Just wondering if anyone else can pinpoint what triggered their FM? I was fit and well up to April 2009. During that month I lost my Mum to bowel cancer (she kept it to herself so it came as a real shock to everyone) - 7 weeks later I lost my Dad to dementia. Six months later I fell ill with double pneumonia and was hospitalised for 2 weeks, I believe to this day it was due to delayed shock. Five months after I had double pneumonia again and a clot on my lung, and I had started with gynae problems too.
It took me the following 4 years to get something done about it and I major surgery 1/8/13 when I had a total hysterectomy following them finding a growth - during the lead up I had lots of pain and fatigue (all put down to the gynae probs). My surgery went well but afterwards I had 3 major infections and they had to re -open the 9" long wound and leave it open to heal on it's own with assisted vac therapy which I came off in November 13, the previous pain and fatigue came back with a vengeance and has not left me since, and again I found myself fighting with my doctor to take me seriously.
Fortunately due to being on sick leave so long because of my surgery my employers occupational health gave me lots of help and advice and I managed to be referred to rheumatology, where I got my diagnosis of FM. Looking back now it seems that the FM started in a mild from when I lost my parents and has flared up now and again over the years, but the surgery and infections last year have really brought it out in the open.
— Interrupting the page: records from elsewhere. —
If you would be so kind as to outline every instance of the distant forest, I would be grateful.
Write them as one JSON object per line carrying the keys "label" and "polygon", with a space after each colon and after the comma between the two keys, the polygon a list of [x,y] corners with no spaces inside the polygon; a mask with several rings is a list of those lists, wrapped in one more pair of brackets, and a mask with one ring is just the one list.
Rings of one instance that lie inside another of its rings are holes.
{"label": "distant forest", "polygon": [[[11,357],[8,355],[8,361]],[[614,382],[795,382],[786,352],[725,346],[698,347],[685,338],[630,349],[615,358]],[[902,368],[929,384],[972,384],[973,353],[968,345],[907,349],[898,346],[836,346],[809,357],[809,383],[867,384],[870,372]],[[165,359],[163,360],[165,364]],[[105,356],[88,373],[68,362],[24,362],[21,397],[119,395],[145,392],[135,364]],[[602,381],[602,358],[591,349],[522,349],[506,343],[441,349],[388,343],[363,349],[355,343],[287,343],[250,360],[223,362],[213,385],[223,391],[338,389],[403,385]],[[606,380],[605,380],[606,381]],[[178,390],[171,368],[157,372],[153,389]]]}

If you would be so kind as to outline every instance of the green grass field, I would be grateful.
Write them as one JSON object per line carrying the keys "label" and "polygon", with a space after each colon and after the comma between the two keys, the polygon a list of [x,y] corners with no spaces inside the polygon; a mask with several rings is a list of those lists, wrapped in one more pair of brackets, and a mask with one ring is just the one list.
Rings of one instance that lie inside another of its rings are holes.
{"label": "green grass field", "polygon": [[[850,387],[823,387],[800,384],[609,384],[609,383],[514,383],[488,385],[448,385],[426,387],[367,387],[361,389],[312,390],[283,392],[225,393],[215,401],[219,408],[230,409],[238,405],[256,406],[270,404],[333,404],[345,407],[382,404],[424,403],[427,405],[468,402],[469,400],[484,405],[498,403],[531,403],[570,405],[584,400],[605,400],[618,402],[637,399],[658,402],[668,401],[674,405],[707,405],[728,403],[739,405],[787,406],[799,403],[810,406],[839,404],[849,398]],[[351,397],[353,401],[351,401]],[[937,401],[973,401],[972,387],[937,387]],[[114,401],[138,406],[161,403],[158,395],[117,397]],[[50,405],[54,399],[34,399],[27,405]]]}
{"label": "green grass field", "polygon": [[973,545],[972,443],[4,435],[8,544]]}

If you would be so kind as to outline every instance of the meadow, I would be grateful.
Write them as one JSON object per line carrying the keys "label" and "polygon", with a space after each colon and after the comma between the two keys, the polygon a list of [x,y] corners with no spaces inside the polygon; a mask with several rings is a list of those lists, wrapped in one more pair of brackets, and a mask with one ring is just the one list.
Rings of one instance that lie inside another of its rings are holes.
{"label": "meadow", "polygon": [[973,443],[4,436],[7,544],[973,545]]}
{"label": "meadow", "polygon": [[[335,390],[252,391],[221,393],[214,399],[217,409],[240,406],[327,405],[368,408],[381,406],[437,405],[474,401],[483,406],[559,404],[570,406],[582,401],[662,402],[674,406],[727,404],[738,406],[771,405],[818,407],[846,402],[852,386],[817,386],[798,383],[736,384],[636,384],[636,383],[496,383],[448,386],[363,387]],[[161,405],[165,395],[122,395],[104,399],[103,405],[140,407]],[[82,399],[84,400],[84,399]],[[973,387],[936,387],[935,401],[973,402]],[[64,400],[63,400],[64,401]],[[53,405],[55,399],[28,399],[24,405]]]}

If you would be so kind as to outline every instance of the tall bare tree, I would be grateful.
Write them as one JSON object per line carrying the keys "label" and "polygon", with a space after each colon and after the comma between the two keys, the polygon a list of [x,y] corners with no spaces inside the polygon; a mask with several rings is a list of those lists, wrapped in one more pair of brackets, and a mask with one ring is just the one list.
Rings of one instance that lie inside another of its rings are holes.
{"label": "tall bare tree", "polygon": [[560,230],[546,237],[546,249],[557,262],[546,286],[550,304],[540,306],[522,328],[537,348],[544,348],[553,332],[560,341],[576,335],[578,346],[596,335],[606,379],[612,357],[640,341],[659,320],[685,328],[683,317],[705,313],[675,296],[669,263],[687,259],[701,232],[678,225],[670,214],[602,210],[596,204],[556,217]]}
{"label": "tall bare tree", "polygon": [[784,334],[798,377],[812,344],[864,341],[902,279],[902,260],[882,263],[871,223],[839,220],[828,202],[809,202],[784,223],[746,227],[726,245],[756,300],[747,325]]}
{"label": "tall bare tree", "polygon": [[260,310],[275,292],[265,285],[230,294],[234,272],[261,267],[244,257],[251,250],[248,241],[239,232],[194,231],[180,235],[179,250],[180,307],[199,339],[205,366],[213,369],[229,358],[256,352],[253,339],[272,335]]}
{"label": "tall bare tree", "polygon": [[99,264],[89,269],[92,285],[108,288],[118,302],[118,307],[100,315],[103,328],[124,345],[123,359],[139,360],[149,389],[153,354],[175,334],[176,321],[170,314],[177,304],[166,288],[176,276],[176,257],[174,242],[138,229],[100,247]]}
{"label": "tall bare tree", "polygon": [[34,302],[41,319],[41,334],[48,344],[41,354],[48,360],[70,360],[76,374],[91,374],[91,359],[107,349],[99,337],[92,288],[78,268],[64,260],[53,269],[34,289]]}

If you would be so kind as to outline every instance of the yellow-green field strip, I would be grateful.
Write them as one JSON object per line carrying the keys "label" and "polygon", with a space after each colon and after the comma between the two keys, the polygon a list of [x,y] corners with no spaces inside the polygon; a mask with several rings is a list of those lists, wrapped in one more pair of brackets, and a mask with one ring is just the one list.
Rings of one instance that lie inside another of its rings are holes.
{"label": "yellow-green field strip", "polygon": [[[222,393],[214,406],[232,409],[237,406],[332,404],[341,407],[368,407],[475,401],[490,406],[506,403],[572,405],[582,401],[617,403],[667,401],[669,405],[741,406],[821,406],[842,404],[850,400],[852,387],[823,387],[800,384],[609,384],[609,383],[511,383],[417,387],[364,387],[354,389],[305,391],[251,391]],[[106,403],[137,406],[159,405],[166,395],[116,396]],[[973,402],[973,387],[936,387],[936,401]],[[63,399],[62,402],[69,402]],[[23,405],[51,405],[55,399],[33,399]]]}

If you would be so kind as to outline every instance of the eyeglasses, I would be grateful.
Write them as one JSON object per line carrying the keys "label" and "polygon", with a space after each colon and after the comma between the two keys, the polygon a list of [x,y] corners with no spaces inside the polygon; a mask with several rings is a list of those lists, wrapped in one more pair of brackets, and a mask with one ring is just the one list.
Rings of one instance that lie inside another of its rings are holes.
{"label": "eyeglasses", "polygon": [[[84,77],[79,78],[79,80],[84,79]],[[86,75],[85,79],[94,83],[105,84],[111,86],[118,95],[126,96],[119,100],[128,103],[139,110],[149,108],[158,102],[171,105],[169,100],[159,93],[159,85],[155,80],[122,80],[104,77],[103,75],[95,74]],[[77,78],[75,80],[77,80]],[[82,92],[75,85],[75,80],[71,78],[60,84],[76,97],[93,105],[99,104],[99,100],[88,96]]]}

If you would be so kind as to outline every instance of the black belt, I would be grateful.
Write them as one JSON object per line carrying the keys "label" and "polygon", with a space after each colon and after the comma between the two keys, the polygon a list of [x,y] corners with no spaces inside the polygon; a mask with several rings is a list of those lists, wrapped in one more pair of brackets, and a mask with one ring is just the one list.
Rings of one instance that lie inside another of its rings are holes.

My husband has supported me through all of this but I am now struggling to get him to fully understand and accept my FM as we were both led to believe and both expected that after my surgery I would be back to my healthy self again. I have printed some stuff for him to read, but I find myself hiding my pain and fatigue so I am not putting any more pressure or worry onto his shoulders.
I am so glad I have found this group in order to speak with others who know exactly what I am feeling.